A lot depends on how good a fit your tubes are in the blank, the other thing is the setting time of the CA.

I might suggest it's best not to try with thin CA for starters as it has little gap filling capability and the slightest hesitation on inserting or not correctly positioning and the CA will have grabbed.
Medium or thick will give you a few seconds more to work and provide better gap filling.

When I have a reasonable batch to do I use slow setting epoxy (Zpoxy) as opposed to CA but even this is grabbing before I can get more than 4 or 5 kits assembled.
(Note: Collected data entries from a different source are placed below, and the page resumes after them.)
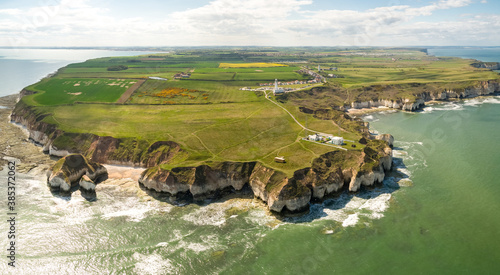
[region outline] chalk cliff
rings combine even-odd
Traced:
[[[211,166],[153,167],[139,182],[146,188],[171,195],[191,194],[205,198],[217,191],[241,190],[248,184],[253,194],[275,212],[300,212],[311,200],[321,200],[343,188],[382,182],[392,167],[392,149],[383,140],[370,140],[363,151],[333,151],[315,159],[312,166],[295,171],[292,177],[256,162],[221,162]]]
[[[465,85],[465,84],[463,84]],[[393,88],[393,87],[391,87]],[[412,98],[402,99],[376,99],[369,101],[351,102],[350,108],[372,108],[372,107],[389,107],[393,109],[401,109],[404,111],[416,111],[425,106],[425,102],[450,99],[473,98],[478,96],[488,96],[500,92],[500,83],[496,80],[478,81],[471,83],[465,87],[451,87],[441,90],[434,90],[432,86],[424,88],[425,91],[413,95]]]
[[[185,152],[173,141],[150,143],[137,138],[114,138],[88,133],[66,133],[43,121],[47,114],[18,102],[11,114],[11,122],[28,130],[29,139],[43,147],[51,156],[64,157],[72,153],[100,163],[135,167],[152,167],[166,163]]]

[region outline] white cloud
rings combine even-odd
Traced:
[[[500,43],[498,16],[427,22],[435,11],[464,7],[472,0],[364,11],[308,10],[312,0],[213,0],[156,20],[117,19],[89,0],[52,1],[27,10],[0,9],[5,15],[0,19],[0,45],[430,45],[468,39]]]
Remember it's important to fill any gaps in in the tube/blank cavity with whatever adhesive you use, the blank wall can end up 1mm or less and is easily shattered if not supported.


----------



## Dalboy (8 Feb 2011)

Melinda_dd":8ef5fkfo said:


> quick question... the CA... thin medium or thick? (hammer)



Also if you are going to use the CA for finishing either the thin or medium. As for fitting the tubes I use either medium CA or Polyurethane glue.
A good tip is when you insert the tube is to plug the brass tubes with potato helps stop the glue getting into the tube and making the components hard to fit without having to clean them out first


----------



## Jonzjob (9 Feb 2011)

I use 5 min epoxy, Z-Poxy, and as Chas said, just do up to 4 pens at the most because it starts to go off. We don't have many potatoes so I just roll up a bit of workshop paper towel and stuff it in the end and a soon as I put the tube in the blank I push it out with a strip of bamboo. That keeps the end of the tube nice and clean.

I tried the CA thick on a pen that had a Celtic Knot on it and as I tried to turn it down it flew to bits. I haven't had anything like that happen with epoxy, so I stick to what I know works.


----------